I was having lunch with a friend last week, and as usual, we were downloading the activities of our lives. As we expressed frustration with a lack of time, the subject shifted to the frustration with the rising cost of life in general and a shared disappointment in ourselves over our respective families spending habits.
Both of us share a lower middle class background where the cost of any extracurricular activity was a sacrifice and owning designer clothes was out of the question. As young adults, leaving college and earning our first “big” paycheck, we thought we would never spend it all. However, the truth is that we do. So, there we sat, pondering how this happened, but more importantly, how to make sure we are saving enough.
One question I always ask clients is, “What is the best piece of financial advice you’ve ever been given?” This question came to mind as our discussion continued. So, I posed it to my friend. Her answer came without hesitation. “Pay yourself first,” she said. I erupted with laughter because we had found something else to add to our list of things we have in common.
“Pay yourself first” is a simple lesson that I keep learning and teaching over and over. It is so simple and often overlooked, but it works every time. If you think of your monthly contribution to your savings as a bill and include it in your outgoing payments, you won’t miss the money.

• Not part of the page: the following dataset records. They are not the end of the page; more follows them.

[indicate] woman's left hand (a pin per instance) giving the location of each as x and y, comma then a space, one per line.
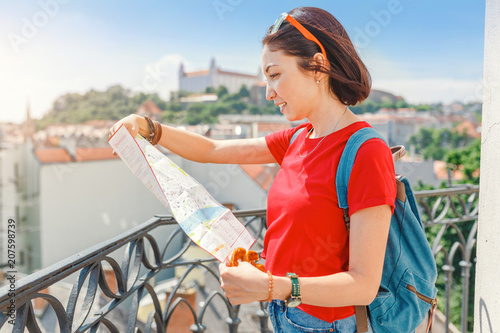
244, 283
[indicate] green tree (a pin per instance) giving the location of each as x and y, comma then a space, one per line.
434, 143
467, 159
243, 92
221, 91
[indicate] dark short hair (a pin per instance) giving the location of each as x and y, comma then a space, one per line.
349, 79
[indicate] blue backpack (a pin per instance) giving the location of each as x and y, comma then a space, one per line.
407, 291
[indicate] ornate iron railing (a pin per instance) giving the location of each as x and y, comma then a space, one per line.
112, 297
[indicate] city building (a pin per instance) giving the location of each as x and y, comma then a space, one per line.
199, 81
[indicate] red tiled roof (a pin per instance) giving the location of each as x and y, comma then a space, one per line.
149, 107
198, 73
94, 154
61, 155
272, 127
53, 155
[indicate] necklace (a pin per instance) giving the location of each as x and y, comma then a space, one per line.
331, 131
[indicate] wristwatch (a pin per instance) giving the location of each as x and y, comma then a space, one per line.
294, 300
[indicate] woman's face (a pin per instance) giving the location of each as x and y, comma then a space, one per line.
294, 90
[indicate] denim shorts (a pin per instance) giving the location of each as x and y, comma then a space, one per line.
291, 320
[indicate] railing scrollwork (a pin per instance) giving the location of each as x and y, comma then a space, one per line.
109, 296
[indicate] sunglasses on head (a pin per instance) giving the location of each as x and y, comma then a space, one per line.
299, 27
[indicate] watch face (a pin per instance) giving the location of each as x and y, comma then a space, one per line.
293, 302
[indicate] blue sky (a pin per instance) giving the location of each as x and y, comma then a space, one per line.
423, 50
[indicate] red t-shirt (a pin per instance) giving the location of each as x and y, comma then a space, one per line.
306, 231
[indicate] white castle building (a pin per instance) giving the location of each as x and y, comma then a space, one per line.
198, 81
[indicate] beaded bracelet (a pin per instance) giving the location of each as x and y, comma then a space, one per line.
271, 285
152, 131
158, 130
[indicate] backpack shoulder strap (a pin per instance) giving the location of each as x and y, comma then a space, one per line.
347, 161
295, 135
341, 183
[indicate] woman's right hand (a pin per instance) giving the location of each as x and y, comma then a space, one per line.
133, 123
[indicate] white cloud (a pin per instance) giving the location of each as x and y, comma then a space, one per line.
432, 90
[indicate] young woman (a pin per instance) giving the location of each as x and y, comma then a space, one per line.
316, 271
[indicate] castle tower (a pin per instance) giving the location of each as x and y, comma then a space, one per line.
29, 126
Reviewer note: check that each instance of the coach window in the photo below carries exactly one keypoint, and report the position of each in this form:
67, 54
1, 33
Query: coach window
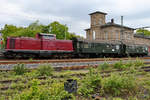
93, 35
86, 45
78, 45
106, 35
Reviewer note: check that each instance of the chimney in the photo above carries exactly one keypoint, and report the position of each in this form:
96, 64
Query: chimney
112, 20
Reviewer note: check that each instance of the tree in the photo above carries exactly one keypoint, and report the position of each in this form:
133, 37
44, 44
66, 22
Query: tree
143, 32
55, 27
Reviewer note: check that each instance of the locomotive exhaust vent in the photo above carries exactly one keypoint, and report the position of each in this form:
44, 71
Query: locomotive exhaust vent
12, 43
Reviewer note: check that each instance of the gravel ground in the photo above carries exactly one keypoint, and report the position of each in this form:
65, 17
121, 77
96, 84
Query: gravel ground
64, 64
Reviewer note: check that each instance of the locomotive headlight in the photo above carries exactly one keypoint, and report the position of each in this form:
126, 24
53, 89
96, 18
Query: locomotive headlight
113, 50
146, 48
117, 47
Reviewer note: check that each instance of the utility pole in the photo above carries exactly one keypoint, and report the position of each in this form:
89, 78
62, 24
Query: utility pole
121, 35
65, 31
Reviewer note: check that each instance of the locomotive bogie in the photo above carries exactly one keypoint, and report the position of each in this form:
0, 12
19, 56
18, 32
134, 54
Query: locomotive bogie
48, 46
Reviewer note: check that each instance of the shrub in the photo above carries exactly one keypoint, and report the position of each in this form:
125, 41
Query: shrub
138, 62
19, 69
119, 65
36, 92
103, 66
91, 84
45, 70
118, 84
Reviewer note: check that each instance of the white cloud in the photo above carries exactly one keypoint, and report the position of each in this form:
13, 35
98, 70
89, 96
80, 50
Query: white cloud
73, 12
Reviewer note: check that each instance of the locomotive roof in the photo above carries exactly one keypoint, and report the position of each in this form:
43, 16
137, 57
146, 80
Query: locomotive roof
142, 36
46, 34
98, 12
116, 25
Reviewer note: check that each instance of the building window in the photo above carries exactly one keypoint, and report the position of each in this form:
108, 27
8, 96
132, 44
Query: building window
106, 35
117, 34
100, 21
93, 35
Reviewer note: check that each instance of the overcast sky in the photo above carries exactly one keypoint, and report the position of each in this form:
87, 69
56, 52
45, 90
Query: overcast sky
74, 13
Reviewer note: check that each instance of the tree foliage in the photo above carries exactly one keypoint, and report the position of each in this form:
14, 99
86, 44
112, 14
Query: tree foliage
55, 27
143, 32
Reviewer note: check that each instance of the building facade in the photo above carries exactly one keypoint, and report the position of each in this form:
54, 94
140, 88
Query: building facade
101, 31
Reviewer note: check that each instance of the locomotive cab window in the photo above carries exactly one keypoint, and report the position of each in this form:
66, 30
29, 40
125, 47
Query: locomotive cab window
86, 45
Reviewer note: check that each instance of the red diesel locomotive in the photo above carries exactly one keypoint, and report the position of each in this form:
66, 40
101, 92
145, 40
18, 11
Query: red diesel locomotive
44, 45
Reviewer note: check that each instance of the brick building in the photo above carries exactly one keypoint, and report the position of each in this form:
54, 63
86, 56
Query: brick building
107, 32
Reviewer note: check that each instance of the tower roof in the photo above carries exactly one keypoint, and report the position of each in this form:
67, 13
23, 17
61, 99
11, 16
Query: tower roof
98, 12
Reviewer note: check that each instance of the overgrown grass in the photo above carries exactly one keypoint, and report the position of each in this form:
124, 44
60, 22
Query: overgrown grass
90, 84
103, 66
117, 85
19, 69
53, 92
45, 70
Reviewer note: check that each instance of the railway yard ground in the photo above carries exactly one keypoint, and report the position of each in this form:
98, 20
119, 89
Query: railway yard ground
97, 79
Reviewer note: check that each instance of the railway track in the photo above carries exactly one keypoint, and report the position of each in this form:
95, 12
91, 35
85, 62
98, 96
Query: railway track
66, 65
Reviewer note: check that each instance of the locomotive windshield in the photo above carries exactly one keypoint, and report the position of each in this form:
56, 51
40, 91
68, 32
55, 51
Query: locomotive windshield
48, 36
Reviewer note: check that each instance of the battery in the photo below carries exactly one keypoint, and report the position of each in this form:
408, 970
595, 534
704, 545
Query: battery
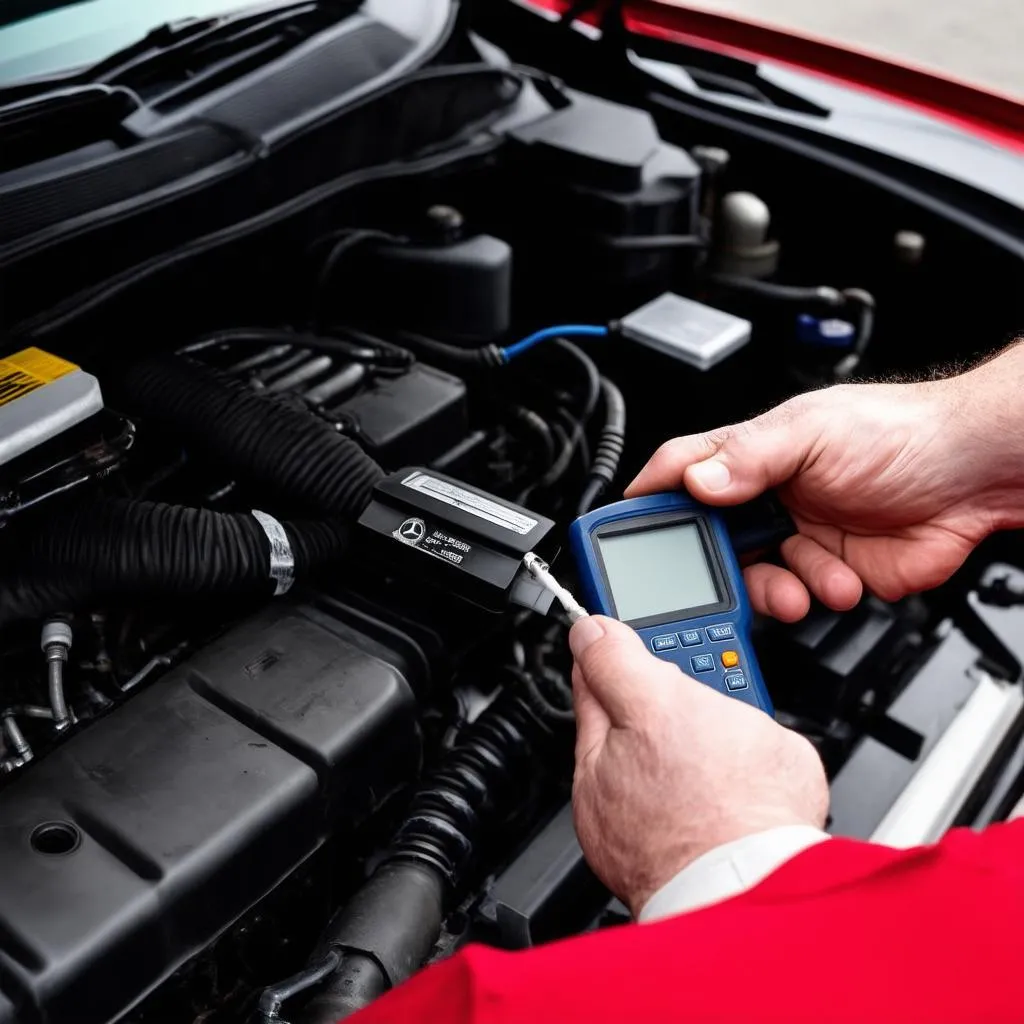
41, 396
691, 332
434, 529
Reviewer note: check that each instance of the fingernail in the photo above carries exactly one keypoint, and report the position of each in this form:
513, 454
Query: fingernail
712, 475
584, 633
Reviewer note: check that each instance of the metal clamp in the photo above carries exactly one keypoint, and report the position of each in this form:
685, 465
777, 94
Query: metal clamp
282, 558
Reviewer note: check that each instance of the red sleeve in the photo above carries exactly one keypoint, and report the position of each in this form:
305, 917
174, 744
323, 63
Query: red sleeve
845, 931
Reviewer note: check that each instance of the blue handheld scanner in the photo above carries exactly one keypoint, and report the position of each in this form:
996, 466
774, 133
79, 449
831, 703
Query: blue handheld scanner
665, 565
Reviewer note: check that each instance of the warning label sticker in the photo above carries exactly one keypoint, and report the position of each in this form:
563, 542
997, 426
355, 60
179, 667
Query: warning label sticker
482, 508
29, 370
417, 534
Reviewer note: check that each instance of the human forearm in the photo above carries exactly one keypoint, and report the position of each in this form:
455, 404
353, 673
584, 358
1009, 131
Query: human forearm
985, 408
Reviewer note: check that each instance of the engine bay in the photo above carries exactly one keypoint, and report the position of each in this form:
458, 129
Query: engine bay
239, 739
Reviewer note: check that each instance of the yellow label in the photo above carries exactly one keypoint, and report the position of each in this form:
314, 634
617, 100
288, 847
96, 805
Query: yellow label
29, 370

When my husband and I got married and developed our savings plan, we realized we could be saving a lot more with our combined income and households than we had as individuals. However, as we began to think through the impact the additional savings would have on our monthly “fun” money, we began to second guess the original dollar figure. In the end, we decided to try it, knowing we could always reduce our monthly savings contribution. So, I set up an automatic payment through our online banking.
A month or two went by and an amazing thing happened. My husband asked me if we had started the additional monthly payments. He hadn’t even noticed that the amount of “fun” money had changed. So, once again I learned to pay myself first.
After the initial adjustment is made to the “fun” budget, and the automatic payments are established, you won’t think about the additional payment. It will just become another monthly bill. The difference is this is the only bill that pays you.